The minimum code to reproduce the error

import os.path as osp
import tempfile

import torch
import torch.distributed as dist
import torchvision
from torch.distributed.fsdp import FullyShardedDataParallel as FSDP
from torch.distributed.fsdp import LocalStateDictConfig, StateDictType
from torch.distributed.fsdp.fully_sharded_data_parallel import \
    LocalOptimStateDictConfig
from torch.distributed.fsdp.wrap import _module_wrap_policy
from torch.optim import SGD


def conv_wrap_policy(*args, module_classes=torch.nn.Conv2d, **kwargs):
    return _module_wrap_policy(*args, module_classes=(module_classes, ), **kwargs)



def test_save_sharded_state_dict():
    # Save a checkpoint
    model = torchvision.models.resnet50()
    rank = dist.get_rank()
    fsdp_model = FSDP(model, use_orig_params=False, device_id=rank, auto_wrap_policy=conv_wrap_policy)
    # fsdp_model.get_state_dict_type(fsdp_model)
    optim = SGD(fsdp_model.parameters(), lr=0.001, momentum=0.9)
    loss = fsdp_model(torch.ones(3, 3, 224, 224).cuda().float())
    loss.backward()
    optim.step()
    with tempfile.TemporaryDirectory() as tmpdir:
        with fsdp_model.state_dict_type(
            fsdp_model,
            StateDictType.LOCAL_STATE_DICT,
            LocalStateDictConfig(offload_to_cpu=True),
            LocalOptimStateDictConfig(offload_to_cpu=True)
        ):
            # optim_state_dict = fsdp_model.full_optim_state_dict(fsdp_model, optim, rank0_only=True)
            optim_state_dict = fsdp_model.optim_state_dict(fsdp_model, optim)
            model_state_dict = fsdp_model.state_dict()
            torch.save(dict(model=model_state_dict, optim=optim_state_dict), osp.join(tmpdir, f'ckpt_{rank}.pth'))

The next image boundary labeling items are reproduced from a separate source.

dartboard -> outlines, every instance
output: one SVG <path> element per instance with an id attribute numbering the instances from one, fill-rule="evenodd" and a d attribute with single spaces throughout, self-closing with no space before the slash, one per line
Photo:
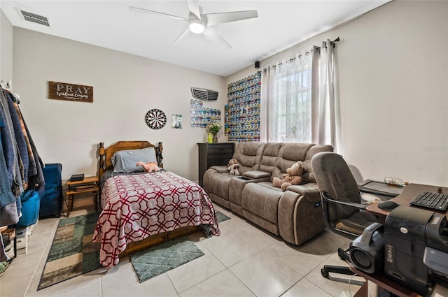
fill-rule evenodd
<path id="1" fill-rule="evenodd" d="M 167 124 L 167 116 L 160 109 L 151 109 L 145 117 L 146 124 L 152 129 L 160 129 Z"/>

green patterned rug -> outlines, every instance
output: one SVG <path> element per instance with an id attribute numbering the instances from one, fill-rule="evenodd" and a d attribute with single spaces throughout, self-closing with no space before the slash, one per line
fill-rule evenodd
<path id="1" fill-rule="evenodd" d="M 99 243 L 92 242 L 99 215 L 59 220 L 38 290 L 102 267 Z"/>
<path id="2" fill-rule="evenodd" d="M 99 243 L 92 242 L 92 237 L 99 215 L 99 213 L 90 213 L 59 220 L 37 287 L 38 290 L 102 267 L 99 263 Z M 216 217 L 218 222 L 230 219 L 220 212 L 216 212 Z M 169 242 L 172 242 L 165 243 Z M 191 243 L 195 245 L 192 242 Z M 162 245 L 153 247 L 151 249 L 157 249 Z M 195 245 L 195 247 L 196 247 Z M 192 247 L 190 247 L 192 250 Z M 189 250 L 188 247 L 186 247 L 184 245 L 180 245 L 178 249 L 182 250 L 183 249 L 187 252 Z M 148 252 L 149 252 L 148 249 L 141 253 L 144 254 Z M 202 252 L 200 251 L 200 252 Z M 185 258 L 190 259 L 190 256 L 186 256 Z M 191 260 L 187 261 L 189 261 Z M 182 265 L 181 261 L 178 263 L 180 263 L 178 265 Z M 132 265 L 134 266 L 134 263 Z M 134 266 L 134 267 L 135 269 L 136 266 Z M 136 270 L 136 273 L 137 273 L 136 270 Z M 155 270 L 154 269 L 150 270 Z M 146 273 L 142 273 L 141 275 L 143 275 L 143 278 L 146 277 Z M 149 278 L 150 277 L 153 277 L 153 276 Z M 140 276 L 139 278 L 140 279 Z M 141 282 L 143 280 L 141 280 L 140 282 Z"/>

            for p in model_state_dict.values():
                assert p.device == torch.device('cpu')
            ckpt = torch.load(f'ckpt_{rank}.pth')
            # check state dict is the original format
            fsdp_model.load_state_dict(ckpt['model'])
            optim.load_state_dict(ckpt['optim'])



if __name__ == '__main__':
    dist.init_process_group(backend='nccl')
    torch.cuda.set_device(dist.get_rank())
    # test_save_full_state_dict()
    test_save_sharded_state_dict()